Eggs of the Gull

They’re incredible and edible, but rare.

By John Whitley

Published on May 21, 2008

The British larder holds a national treasure considered by some to be the equivalent of France's black truffles or Russia's caviar: the eggs of the black-headed gull. A bit smaller than hen's eggs, these are laid by the millions throughout Britain and collected from early April through mid-June. They are said to be far more savory than quail's eggs and are traditionally boiled for eight minutes, then eaten cold with a pinch of celery salt. Enthusiasts seek them out for their pure, clean, tangy flavor as well as for their bright orange yolks and translucent whites.

A century ago, when gull's eggs were everyday food in Britain, no rules governed their gathering. Typically, urchins would wade through marshes or scramble along beachfront cliffs (some seagulls nest in rather precarious locations), pocket the goods, and sell them—tuppence for a nest's worth. Environmentalists today, however, believing that the birds need protection, have imposed limits on the harvest of their eggs. Each season, for example, only 10,000 gull's eggs may be gathered from Earl Haig's estate, near Melrose in southeastern Scotland. "You could easily take twice that number without the gulls noticing," says Alex Aitken, owner of Le Poussin, a restaurant in the New Forest, about 100 miles south of London. "The important thing is to collect the eggs daily so that they don't become addled. And always leave a clutch to hatch so that the gulls will come back next year."
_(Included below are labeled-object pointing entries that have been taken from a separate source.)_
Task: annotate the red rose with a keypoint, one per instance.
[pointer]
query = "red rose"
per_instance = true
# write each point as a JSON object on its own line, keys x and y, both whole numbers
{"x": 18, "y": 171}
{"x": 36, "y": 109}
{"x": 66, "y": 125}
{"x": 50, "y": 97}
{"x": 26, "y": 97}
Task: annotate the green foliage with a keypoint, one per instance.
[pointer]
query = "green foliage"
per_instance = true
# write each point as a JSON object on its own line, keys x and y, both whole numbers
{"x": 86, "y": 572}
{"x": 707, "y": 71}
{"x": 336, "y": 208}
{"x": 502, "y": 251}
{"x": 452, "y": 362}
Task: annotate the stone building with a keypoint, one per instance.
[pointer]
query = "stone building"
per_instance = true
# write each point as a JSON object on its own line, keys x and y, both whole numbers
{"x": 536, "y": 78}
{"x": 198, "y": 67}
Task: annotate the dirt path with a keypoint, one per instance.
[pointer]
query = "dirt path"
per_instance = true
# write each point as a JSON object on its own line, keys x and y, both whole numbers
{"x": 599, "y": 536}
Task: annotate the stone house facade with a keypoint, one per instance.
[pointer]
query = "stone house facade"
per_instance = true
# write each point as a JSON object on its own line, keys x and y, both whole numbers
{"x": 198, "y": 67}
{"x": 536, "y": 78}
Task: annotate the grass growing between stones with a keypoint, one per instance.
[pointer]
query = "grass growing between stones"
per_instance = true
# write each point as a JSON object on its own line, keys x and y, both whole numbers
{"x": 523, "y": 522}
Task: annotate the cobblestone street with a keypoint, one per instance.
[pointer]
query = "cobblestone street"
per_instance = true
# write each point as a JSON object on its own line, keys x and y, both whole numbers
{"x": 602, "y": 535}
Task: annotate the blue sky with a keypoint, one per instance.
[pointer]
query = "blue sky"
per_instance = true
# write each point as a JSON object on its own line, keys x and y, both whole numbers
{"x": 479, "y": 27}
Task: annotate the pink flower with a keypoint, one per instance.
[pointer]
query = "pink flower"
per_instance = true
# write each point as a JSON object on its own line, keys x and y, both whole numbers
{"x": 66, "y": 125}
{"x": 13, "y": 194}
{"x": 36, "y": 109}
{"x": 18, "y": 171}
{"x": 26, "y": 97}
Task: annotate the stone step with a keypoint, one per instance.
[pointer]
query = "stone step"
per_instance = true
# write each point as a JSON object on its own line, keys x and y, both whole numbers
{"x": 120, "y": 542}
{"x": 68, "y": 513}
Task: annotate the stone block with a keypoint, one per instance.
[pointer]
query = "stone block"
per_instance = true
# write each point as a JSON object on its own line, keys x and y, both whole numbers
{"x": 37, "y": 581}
It's probably just as well that the gull's-egg harvest is now restricted, because the eggs have fallen out of culinary fashion—and are likely to be found today in only a few British shops and restaurants. They remain especially popular, however, among the crusty gents at exclusive London men's clubs. There, the eggs are lined up at the bar and served with cocktails. "We used to sell thousands a day," says Syd Short, who wholesales the eggs to butchers and game dealers at Smithfield, London's major meat market. "We'd get them either from kids who'd go 'nesting' on weekends or all jumbled up with lapwing's eggs and sawdust in huge crates from Denmark." Even as sales have greatly decreased, however, prices have risen, to as much as £1.50 (about $2.25) per egg.
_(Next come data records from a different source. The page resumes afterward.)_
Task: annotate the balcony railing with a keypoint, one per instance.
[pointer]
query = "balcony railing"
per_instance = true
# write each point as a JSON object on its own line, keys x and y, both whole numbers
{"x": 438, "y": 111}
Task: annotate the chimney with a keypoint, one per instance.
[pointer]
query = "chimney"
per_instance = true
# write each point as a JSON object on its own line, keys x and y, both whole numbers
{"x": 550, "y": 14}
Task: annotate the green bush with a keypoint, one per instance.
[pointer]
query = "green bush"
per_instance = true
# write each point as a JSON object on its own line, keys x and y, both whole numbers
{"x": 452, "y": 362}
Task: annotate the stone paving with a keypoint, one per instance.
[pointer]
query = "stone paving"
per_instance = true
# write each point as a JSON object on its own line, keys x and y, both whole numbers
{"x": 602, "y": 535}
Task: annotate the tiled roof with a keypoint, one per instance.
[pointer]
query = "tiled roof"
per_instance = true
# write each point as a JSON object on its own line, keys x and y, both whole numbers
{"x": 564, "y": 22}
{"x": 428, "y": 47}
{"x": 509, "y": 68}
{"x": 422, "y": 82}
"Once people try them," Aitken says, "they really become enthusiastic." Nevertheless, the only other country where their flavor is appreciated, according to gull's-egg exporters, is Holland. (The eggs are not available in the United States.) Aitken, who calls the eggs' flavor "incomparable", adds them to salade niçoise and serves them soft-boiled with hollandaise and marsh samphire, a kind of asparagus native to the area. "People go mad over them," he says. Not Short, who, after years in the gull's-egg business, has never actually eaten one. "I see what the gulls are picking up, what they're eating," he says, "and I just can't."